Springs
Curator: Marie Shek
14/09/2017 -
16/12/2017
“I’m no prophet. My job is making windows where there were once walls.” – Michel Foucault
Oren Pinhassi, a sculptor who creates large-scale installations, engages in the demarcation of architectural objects. The exhibition route makes viewers walk about curiously, leading them back and forth, from the inside out. The sensual installation lures the viewer to wander in and around it, and to peek through it at the other, the foreigner, the stranger within us, as noted by Julia Kristeva in her book Strangers to Ourselves.
Familiar mundane objects and substances, such as towels, mirrors, deck chairs, a cactus, a sponge, and Vaseline are restricted in the space, as their installation amid crude, phallic concrete columns makes the viewer wonder where he is. Ostensibly left behind by absent people, the objects prevent one from determining their identities or from concluding who they were and what will become of them. Pinhassi subjects his materials to an alchemical process, during which soft becomes hard, liquid transforms into solid, the full turns empty, and the pleasant—unsettling. Examining them by human scale implies subordination of the architectural elements to questions of identity, both private and collective.

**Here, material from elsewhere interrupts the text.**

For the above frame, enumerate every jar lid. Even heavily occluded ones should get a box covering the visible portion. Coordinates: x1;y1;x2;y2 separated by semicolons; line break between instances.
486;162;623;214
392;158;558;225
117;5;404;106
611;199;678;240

Pinhassi constructs a setting reminiscent of a public bath, placing the individual in a public space in a situation which is essentially private. He delves into the interrelations between the place and the objects occupying it, the human body, and elements such as soap and water, chemicals and minerals. In public baths, however, the politics of space apply not only to the individual’s relations with his body and objects, but also to his relationship with others; to the interpersonal relations in the geopolitical and geo-economic field, in the global world in which we live, interact, and operate.